Plans had long been afoot to extend. Soon after the Kings bought the house they commissioned a firm of local architects to come up with some ideas. Plans were drawn up and permission obtained but the project languished for many years.
Jeremy, meanwhile, had qualified as an architect in his own right. He had also become increasingly interested in the modernist style while working for the Hudson Featherstone partnership - principally known for the futuristic Baggy Hall on the north coast of Devon. Jeremy stayed with them for several years before setting up his own west London-based practice in 2002.
The idea of designing an extension for Pound Cottage was subsequently revived. They dug up the old plans and Jeremy began poring over them. He approved some of the points, in particular the resolve to build the extension on the site of a former garage - derelict but lending symmetry to the house and serving to partially screen it from the village green.
However, he wasn't happy with much of the original design and felt not enough attention had been paid to maximising light. So, he tweaked and adapted and got back in touch with the planning authority. The upshot of this was to relegate the existing kitchen to the status of utility room and to replace it with a new one incorporated into a 60sqm wing parallel to the drive. The entry point to this was a new front door opening into a single-storey glass vestibule which connected to the glass passageway at the back of the house.

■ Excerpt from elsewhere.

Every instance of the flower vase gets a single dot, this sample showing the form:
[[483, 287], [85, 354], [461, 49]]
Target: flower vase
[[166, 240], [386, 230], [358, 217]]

A new garage was installed to the rear of the wing as well as a sheltered veranda area overlooking the back garden. However, the star turn was the kitchen, linked to the body of the house by the glass vestibule.
"I had come to realise that the kitchen needed to be positioned next to the garden," says Jeremy. The garden had become an integral part of the house with its east-facing terrace directly accessed through the kitchen's french windows.
The windows, like the outer walls, were latticed with iroko strips. "It's a way of disguising the glass," says Jeremy. "Rather than having big shouting apertures, I wanted to incorporate larger areas of glass into the elevation but in a disguised way. I like the way the timber-cladding of the barn is echoed in the wooden strips across the windows."
Inside, too, the kitchen is bathed in light. Huge arc lights hang from its vaulted ceiling while a south-facing oriel window has been added above the vestibule to let in yet more sunlight.
To the opposite side of the kitchen from the French windows, meanwhile, slit observation windows and a ventilation shaft above the customised units enable Jeremy's mother to indulge her twin passions of smoking cigarettes and keeping a watchful eye on her neighbours at the same time.
The Kings are delighted with the extension. "It's breathed new life into the place," says Jeremy. "It has altered our relationship to the house and the way it is used. It has corrected the circulation and all the internal spaces now feel properly balanced. The new kitchen has become the living heart of the house."
Apart from scooping a prestigious RIBA award for the project, it seems to have marked out Jeremy's future career as a specialist in designing tasteful modernist extensions to historically sensitive buildings.
"What gives me the greatest architectural satisfaction is incorporating the best elements of modern design - especially use of space and light - within older buildings. It's always such a challenge but when you get it right it can be immensely rewarding."